08-06-2015 01:15 PM
this one is a bit tricky to explain. Here is the original problem though:
I have a list of 10,000 observations. Each observation has a unique observation ID which is between 100 and 400 characters long:
|(more observation IDs...)||...|
This data set now gets transposed and the observation IDs become the column names. The problem is that the observation_id's get truncated to 32 characters, because that is the maximum length for column names supported by SAS 9.4:
One problem is that they may no longer be unique when truncated. They also can no longer be referenced by people querying the data. For instance, a person wants to be able to run a program that divides Observation 1 by Observation 2 and reference those two observations by their observation ID. This is no longer possible, because they would still enter the whole/original observation ID.
I thought about creating an md5 hash for each observation ID. It shortens them to 32 bytes. But is that a safe thing to do considering the source string is much longer than 32 bytes (up to 400 characters long)? Even if it is safe because of its very low collision probability, I wouldn't be able to work with those special characters MD5 generates.

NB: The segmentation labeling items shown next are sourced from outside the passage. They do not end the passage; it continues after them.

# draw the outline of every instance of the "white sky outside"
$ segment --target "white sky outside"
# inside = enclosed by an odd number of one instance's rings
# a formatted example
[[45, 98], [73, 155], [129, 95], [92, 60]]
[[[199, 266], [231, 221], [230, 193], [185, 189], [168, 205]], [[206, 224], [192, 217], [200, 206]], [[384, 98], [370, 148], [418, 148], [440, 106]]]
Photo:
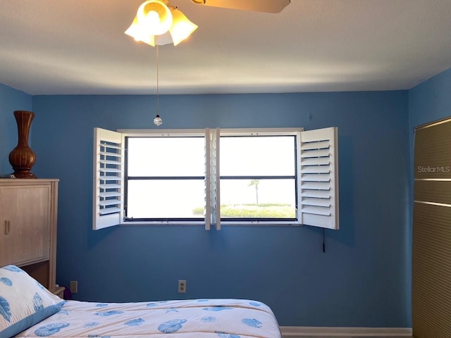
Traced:
[[[128, 139], [129, 176], [204, 176], [203, 137]], [[221, 175], [294, 175], [292, 137], [221, 137]], [[221, 204], [255, 204], [251, 180], [223, 180]], [[128, 217], [187, 218], [203, 207], [204, 180], [129, 181]], [[259, 204], [285, 203], [294, 206], [294, 180], [261, 180]]]

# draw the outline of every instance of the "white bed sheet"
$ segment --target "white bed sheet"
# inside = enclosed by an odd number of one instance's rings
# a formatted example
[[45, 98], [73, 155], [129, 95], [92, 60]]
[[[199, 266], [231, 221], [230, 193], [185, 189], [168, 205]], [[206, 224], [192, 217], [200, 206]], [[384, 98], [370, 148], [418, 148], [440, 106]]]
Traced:
[[17, 337], [281, 338], [271, 309], [247, 299], [67, 301]]

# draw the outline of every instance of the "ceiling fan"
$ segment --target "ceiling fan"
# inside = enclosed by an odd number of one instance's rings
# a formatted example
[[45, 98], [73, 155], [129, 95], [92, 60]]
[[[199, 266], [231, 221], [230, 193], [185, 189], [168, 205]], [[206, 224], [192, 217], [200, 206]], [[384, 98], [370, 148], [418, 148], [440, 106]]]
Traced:
[[280, 13], [290, 0], [191, 0], [197, 5], [266, 13]]

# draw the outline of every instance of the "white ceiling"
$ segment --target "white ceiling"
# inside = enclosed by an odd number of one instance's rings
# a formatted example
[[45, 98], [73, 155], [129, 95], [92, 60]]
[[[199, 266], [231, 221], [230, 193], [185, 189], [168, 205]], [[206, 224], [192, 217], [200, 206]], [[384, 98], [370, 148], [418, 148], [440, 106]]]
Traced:
[[[0, 83], [30, 94], [155, 94], [144, 0], [0, 0]], [[451, 0], [292, 0], [268, 14], [171, 0], [199, 25], [159, 47], [160, 94], [409, 89], [451, 67]]]

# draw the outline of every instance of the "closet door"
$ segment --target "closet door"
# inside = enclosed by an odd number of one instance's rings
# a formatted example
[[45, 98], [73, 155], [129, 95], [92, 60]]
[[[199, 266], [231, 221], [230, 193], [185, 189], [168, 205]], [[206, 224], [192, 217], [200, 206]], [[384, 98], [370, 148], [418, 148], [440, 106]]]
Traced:
[[451, 120], [415, 130], [412, 329], [416, 338], [451, 332]]
[[0, 187], [0, 266], [49, 259], [50, 199], [49, 184]]

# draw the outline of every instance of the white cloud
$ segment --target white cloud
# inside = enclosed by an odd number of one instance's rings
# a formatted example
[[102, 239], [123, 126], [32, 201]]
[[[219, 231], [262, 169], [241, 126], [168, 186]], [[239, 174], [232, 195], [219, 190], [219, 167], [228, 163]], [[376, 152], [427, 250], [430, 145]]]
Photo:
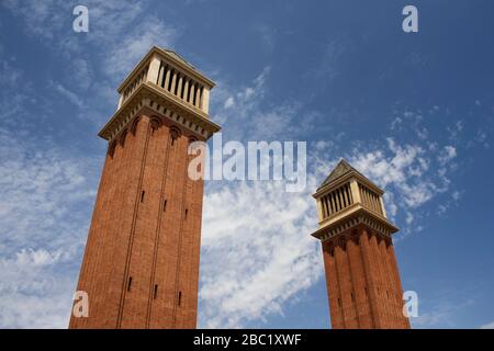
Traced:
[[65, 328], [99, 165], [1, 128], [0, 160], [0, 328]]
[[442, 166], [451, 161], [454, 157], [457, 157], [457, 148], [451, 145], [447, 145], [442, 148], [441, 152], [438, 155], [439, 163]]
[[322, 274], [310, 193], [281, 182], [207, 189], [203, 223], [203, 327], [260, 326]]

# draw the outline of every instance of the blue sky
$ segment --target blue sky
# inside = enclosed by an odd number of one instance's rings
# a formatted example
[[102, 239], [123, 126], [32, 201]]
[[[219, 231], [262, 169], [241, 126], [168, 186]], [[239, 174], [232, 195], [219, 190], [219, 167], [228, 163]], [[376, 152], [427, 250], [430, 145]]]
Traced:
[[97, 133], [153, 45], [216, 81], [224, 140], [307, 141], [302, 193], [207, 182], [200, 327], [329, 326], [311, 193], [341, 157], [386, 191], [413, 326], [494, 327], [491, 1], [86, 1], [89, 33], [76, 4], [0, 1], [0, 327], [67, 326]]

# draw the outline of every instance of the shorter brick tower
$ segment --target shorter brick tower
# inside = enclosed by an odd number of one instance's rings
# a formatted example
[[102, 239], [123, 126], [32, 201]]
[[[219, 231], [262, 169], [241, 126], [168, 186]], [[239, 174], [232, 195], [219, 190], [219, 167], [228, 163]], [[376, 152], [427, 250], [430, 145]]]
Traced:
[[382, 194], [345, 160], [314, 194], [334, 329], [409, 328]]

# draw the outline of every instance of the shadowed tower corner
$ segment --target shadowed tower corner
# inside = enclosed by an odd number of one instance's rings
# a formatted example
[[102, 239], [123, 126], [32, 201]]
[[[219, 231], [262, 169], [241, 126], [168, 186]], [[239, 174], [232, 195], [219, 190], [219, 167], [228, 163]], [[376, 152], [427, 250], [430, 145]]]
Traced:
[[409, 328], [382, 195], [345, 160], [313, 195], [334, 329]]
[[220, 131], [213, 87], [153, 47], [119, 88], [77, 286], [89, 317], [69, 328], [195, 328], [203, 181], [188, 177], [188, 146]]

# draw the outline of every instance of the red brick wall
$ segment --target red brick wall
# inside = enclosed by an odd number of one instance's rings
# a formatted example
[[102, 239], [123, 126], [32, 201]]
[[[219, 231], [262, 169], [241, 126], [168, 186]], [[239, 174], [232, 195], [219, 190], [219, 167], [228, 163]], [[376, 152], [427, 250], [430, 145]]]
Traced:
[[70, 328], [195, 328], [203, 182], [183, 132], [142, 115], [106, 155], [78, 283], [89, 317]]
[[325, 241], [323, 254], [334, 329], [409, 328], [391, 239], [360, 226]]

So I would have convert the hashed string using a hexadecimal format for instance. But wouldn't that tremendously increase the collision probability due to its low character range (I thinik 1-16 characters only)?
Thanks for your help!
08-06-2015 01:24 PM
Because the end users want to create simple files that hold formulae. For example: Observation 1 + Observation 2. I must load these formulae and execute them. This only works if the underlying observations are all in one row. Otherwise I have to use procedures and complex logic. Let's assume the design is a given.
08-06-2015 01:44 PM
Just number them.
data middle ;
set have ;
by observation_id ;
if first.observation_id then observation_number+1;
proc transpose data=middle out=want prefix=obs ;
id obervation_number ;
var value ;
08-06-2015 03:55 PM
Tom, how is the end user going to be able to reference the observation id if I converted it to a number? He only has the actual observation id (the name), not the number which I would be assigning dynamically according to your code. Ballardw, can I reference the label like I would reference the column name when aggregating variables? I think the maximum label length is 256 characters, right? That'd still be too short.